Après "Olivier Masson doit-il mourir ?" (2 mars) et "La peur" (4 mars), François Hien et sa compagnie jouent leur spectacle "L’affaire Correra", ce jeudi 10 mars. La représentation clôture quinze jours de présence à Strasbourg, au contact des étudiants et des habitants, point final d’une résidence de deux ans. Au cœur de la démarche artistique : faire naître le débat, de la rencontre et de la confrontation avec l’actualité.

Une salariée de crèche licenciée pour avoir porté un foulard islamique (affaire Baby-Loup). Des familles qui s’affrontent autour d’un proche en soins palliatif (affaire Vincent Lambert). Une Église secouée par des affaires de pédophilie volontairement étouffées, des victimes détruites (affaire Barbarin).

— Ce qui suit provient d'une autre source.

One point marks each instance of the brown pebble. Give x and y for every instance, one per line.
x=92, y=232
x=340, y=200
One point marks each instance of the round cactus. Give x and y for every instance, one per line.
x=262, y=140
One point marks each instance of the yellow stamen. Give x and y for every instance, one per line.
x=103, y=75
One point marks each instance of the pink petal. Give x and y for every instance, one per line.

Autant de décors pour les pièces de l’auteur, metteur en scène et comédien François Hien. Qui ne s’y réduisent pourtant pas. « Le point de départ des histoires que j’écris, et qui sont ensuite mises en scène par ma compagnie, l’Harmonie Communale, est toujours la fiction. Le ressort dramatique s’articule autour d’une émotion, de ce qui me touche. »

Histoire singulière

Olivier Masson doit-il mourir, première pièce du triptyque proposé depuis le 2 mars à La Pokop, à l'invitation du Service universitaire de l'action culturelle (Suac), met ainsi en scène, comme toutes les autres, une histoire singulière. « Avec pour toile de fond la question de l’euthanasie, mais ce n’est pas le sujet de la pièce. » Même si François Hien reconnaît « puiser son inspiration dans l’actualité, influence de ma formation de documentariste », il se défend de faire « du théâtre documentaire. Nous aimons croire que le théâtre peut donner du sens, s'attaquer aux sujets les plus embrouillés et les éclairer ».

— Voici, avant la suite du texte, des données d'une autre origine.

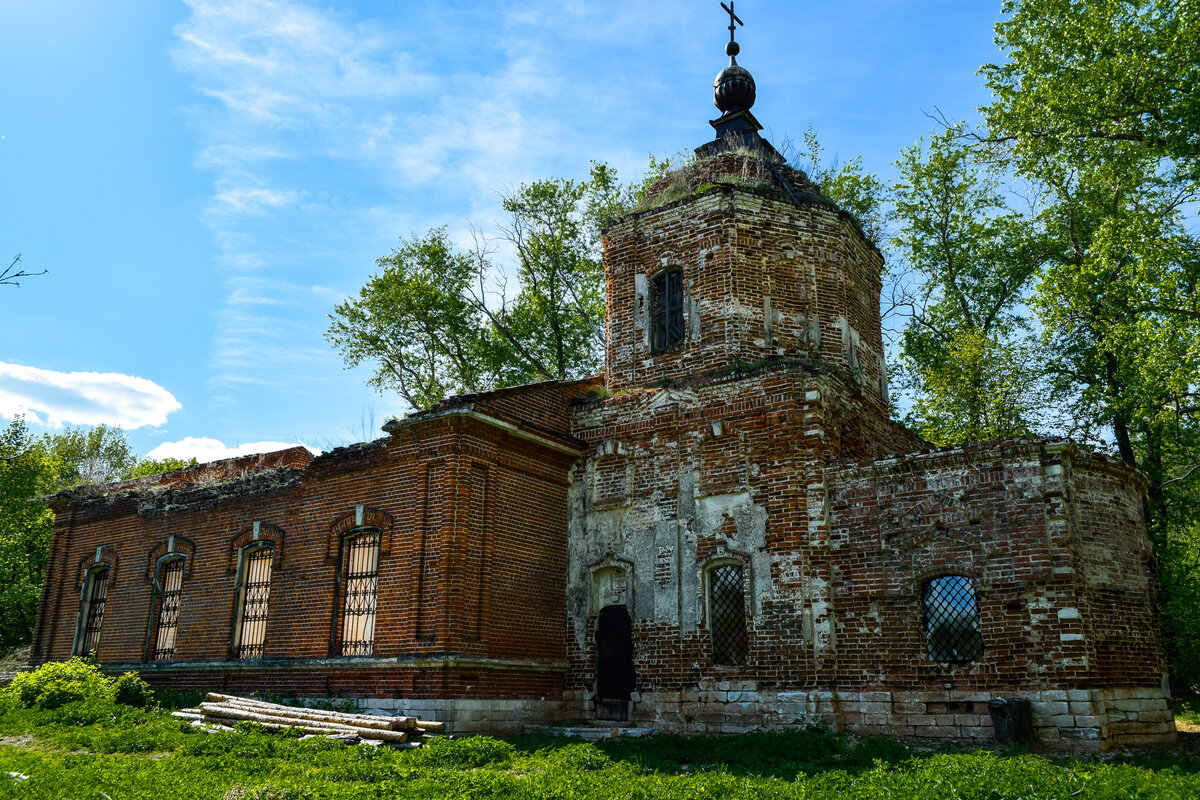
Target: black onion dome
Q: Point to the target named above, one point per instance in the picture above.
(733, 89)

« Nous croyons à la possibilité d'un théâtre de réconciliation, poursuit l’auteur. Cela s'obtient par un travail précis et documenté, où chacun se reconnaît, se sent reconnu, et consent à se laisser déplacer. » Pour cela, la compagnie sort dès qu’elle le peut des murs des théâtres, pour aller à la rencontre des premiers concernés par les sujets de ses pièces. En 2020, premier volet de sa résidence à l’Université de Strasbourg, c’est face à un public d’étudiants et d’enseignants qu’était abordée frontalement la question des rapports de domination, y compris sexuels, entre une étudiante et son directeur de thèse. Consentement, zone grise, culture du viol… Toutes ces notions avaient alors fait l’objet de débats et de vives réactions parmi le public.

Pour L’Affaire Correra, représentée jeudi 10 mars, qui s’attache à suivre la résistance farouche d’une habitante – Madame Correra – refusant de quitter son logement, dans un quartier en pleine rénovation urbaine, des rencontres et débats ont été organisés dans des centres socio-culturels, des établissements scolaires du quartier. « A chaque spectacle, son dispositif, sa mini-forme, unique. » Pour L’Affaire Correra, il s’agit de représenter les trois premiers quarts d’heure, dans une mise en scène dépouillée à l’extrême – cinq chaises, pour autant de comédiens.

A la lisière « du théâtre et de l'éducation populaire »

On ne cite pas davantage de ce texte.